Today’s Reading: Romans 1
“What about the people in other countries who have never heard the gospel? Will they go to hell?” This was a question one of our worship band members asked me. I was finishing up a late meeting at the church, and he was finishing practice. We met each other in the lobby when he dropped that question. More specifically, he said, “We preach the gospel here, but what about for all of the other countries around the world? How will they know what we know?”
Today’s reading in Romans 1 is how I began to address this young man’s legit and important question.
I wish I were a universalist and an annihilationist, but I can’t be, based on what the Bible teaches. A universalist says everyone goes to heaven no matter how they interpret God, so all of humanity will be in heaven. An annihilationist says there is only heaven and no hell, so those who are evil simply cease to exist. It removes the final judgment. I wish I were both, so responding to such a complex question would be easy. However, the Bible provides an answer. We’ll start in the book of Romans.
Romans is what I use to explain the difference between a local church band member, a tribesman in the remote part of the Amazon or a nomad in the Sahara who has never heard the Good News. The full answer is in two Bible verses: one about God, one about humanity.
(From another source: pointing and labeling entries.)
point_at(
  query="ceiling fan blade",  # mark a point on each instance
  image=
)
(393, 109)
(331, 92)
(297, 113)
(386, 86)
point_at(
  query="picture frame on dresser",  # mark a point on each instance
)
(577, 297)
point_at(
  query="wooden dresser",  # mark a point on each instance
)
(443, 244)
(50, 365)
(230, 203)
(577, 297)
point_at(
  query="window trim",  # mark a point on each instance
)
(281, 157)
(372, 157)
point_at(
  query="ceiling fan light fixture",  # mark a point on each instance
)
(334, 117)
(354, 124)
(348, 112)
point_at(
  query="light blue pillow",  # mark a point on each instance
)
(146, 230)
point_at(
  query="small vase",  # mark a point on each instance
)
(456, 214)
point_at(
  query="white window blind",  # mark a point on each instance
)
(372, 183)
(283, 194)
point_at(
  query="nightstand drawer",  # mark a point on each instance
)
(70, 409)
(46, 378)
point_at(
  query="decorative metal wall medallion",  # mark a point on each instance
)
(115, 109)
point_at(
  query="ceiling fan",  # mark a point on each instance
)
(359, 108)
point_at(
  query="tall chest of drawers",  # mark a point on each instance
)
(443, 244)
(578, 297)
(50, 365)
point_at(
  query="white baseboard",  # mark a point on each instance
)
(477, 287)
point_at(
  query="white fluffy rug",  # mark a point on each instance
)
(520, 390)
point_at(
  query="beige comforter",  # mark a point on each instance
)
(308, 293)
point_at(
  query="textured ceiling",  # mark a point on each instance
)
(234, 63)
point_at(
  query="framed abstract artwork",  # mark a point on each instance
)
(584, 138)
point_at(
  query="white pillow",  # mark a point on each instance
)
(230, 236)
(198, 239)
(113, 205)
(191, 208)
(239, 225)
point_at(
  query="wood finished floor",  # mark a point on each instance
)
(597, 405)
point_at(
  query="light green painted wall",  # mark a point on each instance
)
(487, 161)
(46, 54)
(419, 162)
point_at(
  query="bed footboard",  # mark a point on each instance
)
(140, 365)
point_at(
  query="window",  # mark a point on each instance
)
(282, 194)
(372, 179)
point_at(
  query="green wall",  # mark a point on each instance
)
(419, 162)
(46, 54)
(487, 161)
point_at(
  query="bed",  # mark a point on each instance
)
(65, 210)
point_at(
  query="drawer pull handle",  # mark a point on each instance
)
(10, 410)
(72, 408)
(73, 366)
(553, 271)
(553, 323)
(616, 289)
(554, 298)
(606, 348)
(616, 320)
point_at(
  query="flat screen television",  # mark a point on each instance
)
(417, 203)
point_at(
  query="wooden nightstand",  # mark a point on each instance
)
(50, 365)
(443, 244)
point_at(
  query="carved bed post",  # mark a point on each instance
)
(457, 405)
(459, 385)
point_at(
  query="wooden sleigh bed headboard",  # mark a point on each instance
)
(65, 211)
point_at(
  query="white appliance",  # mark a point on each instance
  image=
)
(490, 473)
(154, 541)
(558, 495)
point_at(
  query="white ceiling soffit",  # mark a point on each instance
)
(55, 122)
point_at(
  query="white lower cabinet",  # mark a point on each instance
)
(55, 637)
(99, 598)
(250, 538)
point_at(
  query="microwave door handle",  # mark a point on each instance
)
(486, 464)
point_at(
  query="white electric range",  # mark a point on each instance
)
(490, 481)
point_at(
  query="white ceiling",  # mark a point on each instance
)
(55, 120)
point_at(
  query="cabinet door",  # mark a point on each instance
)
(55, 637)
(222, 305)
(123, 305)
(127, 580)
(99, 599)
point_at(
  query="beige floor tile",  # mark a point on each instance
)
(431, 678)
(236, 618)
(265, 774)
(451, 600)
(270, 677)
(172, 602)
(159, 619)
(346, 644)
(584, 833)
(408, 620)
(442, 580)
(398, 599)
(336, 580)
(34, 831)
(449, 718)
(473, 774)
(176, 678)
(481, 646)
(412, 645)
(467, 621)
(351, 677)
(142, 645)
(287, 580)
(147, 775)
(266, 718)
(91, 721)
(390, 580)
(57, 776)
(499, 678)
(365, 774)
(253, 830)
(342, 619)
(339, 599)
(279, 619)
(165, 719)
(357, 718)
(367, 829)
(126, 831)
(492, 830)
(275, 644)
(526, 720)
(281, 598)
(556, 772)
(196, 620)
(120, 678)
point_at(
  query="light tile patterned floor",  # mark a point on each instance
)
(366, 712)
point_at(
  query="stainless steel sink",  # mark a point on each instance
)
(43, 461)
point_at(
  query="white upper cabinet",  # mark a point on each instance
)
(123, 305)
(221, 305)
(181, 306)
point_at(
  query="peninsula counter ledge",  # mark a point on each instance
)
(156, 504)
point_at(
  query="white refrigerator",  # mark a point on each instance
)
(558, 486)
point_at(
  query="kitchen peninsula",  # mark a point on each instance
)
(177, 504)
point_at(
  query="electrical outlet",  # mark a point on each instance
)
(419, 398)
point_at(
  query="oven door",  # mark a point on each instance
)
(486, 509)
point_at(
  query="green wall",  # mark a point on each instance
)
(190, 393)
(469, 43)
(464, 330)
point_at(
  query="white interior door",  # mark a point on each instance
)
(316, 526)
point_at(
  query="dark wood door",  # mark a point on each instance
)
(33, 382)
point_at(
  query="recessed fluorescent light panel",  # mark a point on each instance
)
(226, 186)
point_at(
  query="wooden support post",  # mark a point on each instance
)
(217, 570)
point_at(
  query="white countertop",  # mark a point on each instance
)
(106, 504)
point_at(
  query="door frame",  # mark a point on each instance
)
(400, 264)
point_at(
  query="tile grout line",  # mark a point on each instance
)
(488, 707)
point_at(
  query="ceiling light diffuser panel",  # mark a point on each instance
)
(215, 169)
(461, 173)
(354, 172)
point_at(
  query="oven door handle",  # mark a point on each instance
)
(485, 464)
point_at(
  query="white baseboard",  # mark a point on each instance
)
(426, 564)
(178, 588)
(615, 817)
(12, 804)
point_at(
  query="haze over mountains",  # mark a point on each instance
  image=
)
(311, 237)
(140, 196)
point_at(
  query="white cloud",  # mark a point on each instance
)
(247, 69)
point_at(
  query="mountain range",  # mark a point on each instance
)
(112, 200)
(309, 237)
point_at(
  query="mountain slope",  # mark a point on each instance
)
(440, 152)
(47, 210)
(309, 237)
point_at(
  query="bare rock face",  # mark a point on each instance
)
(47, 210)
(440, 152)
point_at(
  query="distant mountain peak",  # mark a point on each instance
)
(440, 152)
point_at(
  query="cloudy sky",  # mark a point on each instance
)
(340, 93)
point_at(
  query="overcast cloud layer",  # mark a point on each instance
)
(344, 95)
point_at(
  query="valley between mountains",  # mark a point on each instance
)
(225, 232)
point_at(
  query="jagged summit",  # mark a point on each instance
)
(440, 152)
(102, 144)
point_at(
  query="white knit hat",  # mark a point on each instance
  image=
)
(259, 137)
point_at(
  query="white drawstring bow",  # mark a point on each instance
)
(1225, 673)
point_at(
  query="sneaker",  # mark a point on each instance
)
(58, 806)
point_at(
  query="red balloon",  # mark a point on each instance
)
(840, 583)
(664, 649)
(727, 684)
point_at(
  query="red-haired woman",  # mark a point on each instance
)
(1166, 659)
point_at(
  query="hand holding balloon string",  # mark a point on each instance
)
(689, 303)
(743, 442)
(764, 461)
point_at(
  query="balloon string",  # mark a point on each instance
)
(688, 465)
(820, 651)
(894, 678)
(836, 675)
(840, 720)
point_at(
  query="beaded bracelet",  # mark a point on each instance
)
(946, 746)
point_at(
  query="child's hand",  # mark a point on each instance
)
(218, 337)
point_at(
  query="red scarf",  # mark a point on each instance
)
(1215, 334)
Let’s start with the verse on humanity: “That which is known about God is evident within them; for God made it evident to them. For since the creation of the world His invisible attributes, His eternal power and divine nature, have been clearly seen, being understood through what has been made, so that they are without excuse” (Romans 1:19-20). Paul says God has two witnesses on the planet: one is internal and the other is external. Both creation and consciousness speak about God—we see this very clearly in this Romans passage. It is the evidence of God “without” and “within.” In other words, what’s outside of us and what’s inside of us.
German philosopher Emmanuel Kant spoke about believing in God because of two realities that converted him—“the starry heavens above and the moral law of God within.”
A story about Sir Isaac Newton and his atheist friend serves as a wonderful example of the evidence “without.” Newton’s friend did not believe in God but preferred to take the position that the universe “just happened.” One day Newton showed him a model of the solar system. The sun, the planets, and the moons were all in place. The sizes of the spheres were in proportion, and the planets and the satellites revolved around the sun at their relative speeds. The friend admired the model saying, “It’s intriguing. Who made it?”
“Nobody,” said Newton. “It just happened.”
Newton was stating that to have a design of the universe, there needs to be a designer of the universe. A big bang didn’t do it, but a big God did.
The “within” argument is the moral law. The distinguishing between right and wrong is innate within humanity. This premise was the entirety of C. S. Lewis’s conversion and his must-read book, Mere Christianity.
What is not clear is how much information a person gets from within and from without? Even with only these two witnesses, however, I do know that it is enough by which to be judged and not have any excuses.
For all of us in the West, I believe we will be judged more severely than the person in an Indian remote village because we have had the gospel made clear to us almost our entire lives.
Now let’s look at the verse about God: “Shall not the Judge of all the earth do right?” (Genesis 18:25, AMP).
This verse is so powerful. Abraham said this about God. God will do what is right with what He has given humanity to believe.
From consciousness and creation will people in other countries know Jesus was God in the flesh, came from a virgin, died for the sins of humanity on the cross, rose from the dead, and ascended to the right hand of God the Father? That I don’t know. It doesn’t seem so. What I do know is that whatever they get will be enough for them to be judged and they will be without excuse.